When examining information on the web, think of context. Ask yourself:
1) Who is this info directed towards?
Athletes? Olympic lifters? Post-op heart attack survivors?
2) What is the author’s area of specialty?
If he’s into Israeli Special Forces training, chances are, his program probably won’t be the most appropriate one for your grandmother. I could be wrong, though.
3) Is the intent of this program/exercise/philosophy in line with my goals?
For example, if you’re looking to lose 40 lbs for your high school reunion, is Mike Mentzer’s Muscles in Minutes program going to help you towards that goal, or is there another program solely dedicated to fat loss?
4) Do I need a PhD in human movement and biomechanics to understand this information?
Chances are, if you find an article like this one, it’s not written with the layperson in mind (but do me a favor and forward it to me - I can’t get enough of this stuff).
5) Can I apply this info in my workouts (or implement this workout) immediately?

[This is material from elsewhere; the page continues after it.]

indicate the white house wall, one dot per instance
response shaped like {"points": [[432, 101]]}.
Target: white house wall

If the program doesn’t require you to take 16 hours a day off your feet for “rest and recovery”, if you don’t need to have a “minimum strength of 2.5 times bodyweight”, or if you don’t require “6 weeks of intensive GPP base prior to participation”, you may have found yourself a winner.


Christopher (14 comments) says:
September 2nd, 2007 at 9:48 am
Just like we always talk about (and you occasionally have to remind my overly analytical, black & white brain), “It all depends on CONTEXT.”
Awesome article Eugene. Very clearly written and a perfect teaching tool for the growing masses we’re going to influence.
BTW, thanks for the “congrats,” Uncle Eugene.